Eligibility and recruitment

Either:

(1) People registered male at birth of any ethnicity (with the exception of Black African/Black African-Caribbean who fit into cohort 2) with a positive family history of prostate cancer defined as:

• a first degree relative (or second degree if through female line) with histologically or death certificate proven prostate cancer diagnosed at <70 years.
• two relatives on the same side of the family with histologically or death certificate proven prostate cancer where at least one is diagnosed at <70 years.
• three relatives on the same side of the family with histologically or death certificate proven prostate cancer diagnosed at any age.

Or (2) People registered male at birth of Black African or Black African-Caribbean ancestry defined as:

• Both parents and all 4 grandparents being of either Black African or Black African-Caribbean.

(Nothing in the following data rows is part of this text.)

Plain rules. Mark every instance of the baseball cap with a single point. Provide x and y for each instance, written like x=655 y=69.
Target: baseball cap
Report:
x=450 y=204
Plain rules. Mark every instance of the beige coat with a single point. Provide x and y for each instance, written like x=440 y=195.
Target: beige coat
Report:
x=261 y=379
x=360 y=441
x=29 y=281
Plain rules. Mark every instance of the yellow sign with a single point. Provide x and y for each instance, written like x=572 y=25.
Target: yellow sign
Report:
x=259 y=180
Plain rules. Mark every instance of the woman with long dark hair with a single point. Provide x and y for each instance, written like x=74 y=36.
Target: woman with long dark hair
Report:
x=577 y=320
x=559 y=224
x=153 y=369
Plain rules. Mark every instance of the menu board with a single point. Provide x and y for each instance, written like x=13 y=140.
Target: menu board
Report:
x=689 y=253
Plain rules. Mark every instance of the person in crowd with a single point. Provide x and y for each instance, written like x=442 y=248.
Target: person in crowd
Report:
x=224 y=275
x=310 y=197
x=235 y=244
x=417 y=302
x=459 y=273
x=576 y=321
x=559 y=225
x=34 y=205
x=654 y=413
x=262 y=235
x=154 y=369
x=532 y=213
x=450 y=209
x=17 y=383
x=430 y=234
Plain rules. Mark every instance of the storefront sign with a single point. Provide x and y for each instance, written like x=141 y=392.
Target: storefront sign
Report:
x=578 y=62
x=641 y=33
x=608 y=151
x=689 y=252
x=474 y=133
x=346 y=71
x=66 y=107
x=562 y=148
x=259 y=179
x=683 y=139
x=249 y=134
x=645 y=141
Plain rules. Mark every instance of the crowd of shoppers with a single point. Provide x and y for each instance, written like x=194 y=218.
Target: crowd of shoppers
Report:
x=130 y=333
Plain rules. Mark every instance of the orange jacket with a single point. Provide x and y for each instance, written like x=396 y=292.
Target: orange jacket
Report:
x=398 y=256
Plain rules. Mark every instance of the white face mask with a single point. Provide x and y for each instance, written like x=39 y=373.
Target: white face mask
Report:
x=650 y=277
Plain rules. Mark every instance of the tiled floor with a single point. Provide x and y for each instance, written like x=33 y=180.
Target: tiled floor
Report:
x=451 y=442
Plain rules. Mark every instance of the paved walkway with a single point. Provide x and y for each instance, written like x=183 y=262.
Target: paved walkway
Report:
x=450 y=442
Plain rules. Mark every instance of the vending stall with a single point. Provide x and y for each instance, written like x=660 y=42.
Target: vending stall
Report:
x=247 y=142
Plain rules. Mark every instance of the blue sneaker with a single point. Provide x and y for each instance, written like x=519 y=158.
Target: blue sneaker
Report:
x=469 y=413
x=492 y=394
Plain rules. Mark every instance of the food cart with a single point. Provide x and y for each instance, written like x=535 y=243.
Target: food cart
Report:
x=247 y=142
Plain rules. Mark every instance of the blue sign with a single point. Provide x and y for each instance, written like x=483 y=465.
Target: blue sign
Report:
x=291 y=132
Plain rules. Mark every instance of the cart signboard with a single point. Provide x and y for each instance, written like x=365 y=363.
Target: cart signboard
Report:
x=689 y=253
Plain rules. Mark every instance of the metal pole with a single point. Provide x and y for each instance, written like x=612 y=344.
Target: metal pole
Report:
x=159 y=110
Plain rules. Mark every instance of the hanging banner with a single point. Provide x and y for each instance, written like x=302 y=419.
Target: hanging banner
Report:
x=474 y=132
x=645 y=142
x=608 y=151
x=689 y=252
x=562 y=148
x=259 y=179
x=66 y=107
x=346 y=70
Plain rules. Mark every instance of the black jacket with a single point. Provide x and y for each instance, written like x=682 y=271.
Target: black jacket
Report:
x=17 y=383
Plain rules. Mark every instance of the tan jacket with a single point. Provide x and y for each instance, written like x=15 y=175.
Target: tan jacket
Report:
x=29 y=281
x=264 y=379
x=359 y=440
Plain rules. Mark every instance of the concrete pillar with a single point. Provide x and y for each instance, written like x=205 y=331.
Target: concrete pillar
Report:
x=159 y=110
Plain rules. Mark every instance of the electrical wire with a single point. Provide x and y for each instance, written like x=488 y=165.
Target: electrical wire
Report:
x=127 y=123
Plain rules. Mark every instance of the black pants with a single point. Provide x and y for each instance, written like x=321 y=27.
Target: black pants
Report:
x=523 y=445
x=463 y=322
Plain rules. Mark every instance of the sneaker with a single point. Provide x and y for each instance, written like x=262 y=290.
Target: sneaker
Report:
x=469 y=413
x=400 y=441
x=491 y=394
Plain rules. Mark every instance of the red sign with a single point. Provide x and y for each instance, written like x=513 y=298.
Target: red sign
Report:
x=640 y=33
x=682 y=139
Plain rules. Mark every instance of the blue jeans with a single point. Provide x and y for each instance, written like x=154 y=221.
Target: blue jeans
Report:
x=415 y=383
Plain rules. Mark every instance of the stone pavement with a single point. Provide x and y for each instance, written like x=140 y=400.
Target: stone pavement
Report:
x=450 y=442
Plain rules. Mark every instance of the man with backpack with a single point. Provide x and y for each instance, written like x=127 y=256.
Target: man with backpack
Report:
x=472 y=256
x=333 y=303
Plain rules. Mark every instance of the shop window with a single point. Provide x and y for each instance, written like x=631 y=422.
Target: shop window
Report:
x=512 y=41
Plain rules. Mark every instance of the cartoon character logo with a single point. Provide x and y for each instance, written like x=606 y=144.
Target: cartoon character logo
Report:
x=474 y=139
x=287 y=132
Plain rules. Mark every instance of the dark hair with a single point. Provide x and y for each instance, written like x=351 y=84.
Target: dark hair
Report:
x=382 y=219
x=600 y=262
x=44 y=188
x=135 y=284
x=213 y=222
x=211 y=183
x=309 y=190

Or (3) People registered male at birth of any ethnicity with a genetic predisposition to having prostate cancer e.g., having inherited a gene mutation that increases risk of prostate cancer (e.g., BRCA1, BRCA2, ATM, PALB2, MLH1, MSH2, MSH6, CHEK2 and other DNA repair gene mutations as listed in the study protocol) and/or known to have a high PRS score (defined as being in the top 10^th centile prior to enrolment).

• Age 40- 69 years.
• WHO performance status 0-2.

Exclusion criteria

• Previous cancer with a life expectancy of less than five years.
• Previous prostate cancer.
• Negative biopsy within one year before recruitment.
• Comorbidities making prostate biopsy risk unacceptable (anticoagulants or antiplatelet medication including Warfarin, Clopidogrel, Apixaban, Dabigatran or other NOAC (Novel Oral Anti-Coagulant); poorly controlled diabetes, cardiovascular/respiratory disease, immunosuppressive medication, or splenectomy).
• People with body mass index (BMI) 40 and above.
• People with BMI 35 and above plus other co-morbidities.
• Contraindications to having an MRI (non-MRI compliant pacemakers, aneurysm clips, metallic cardiac valve/stent, Ventriculo-Peritoneal (VP) shunt, cochlear implant, neurotransmitter, metallic foreign bodies in eye(s), other metalwork, claustrophobia).
• Any significant psychological conditions that may be worsened or exacerbated by participation in the study.

A pilot of 100 men were recruited at The Royal Marsden NHS Foundation Trust aiming to inform the feasibility and accessibility of the study approach. The full study is an extension of the PROFILE pilot study, aiming to recruit (i) 350 participants of any ancestry with a family history of prostate cancer; (ii) 350 participants of Black African or Black African-Caribbean ancestry; and (iii) 350 participants of any ethnicity with a high genetic risk to having prostate cancer (e.g., having inherited a gene mutation that increases risk of prostate cancer (i.e. high-risk gene mutation) and/or known to have a high PRS score).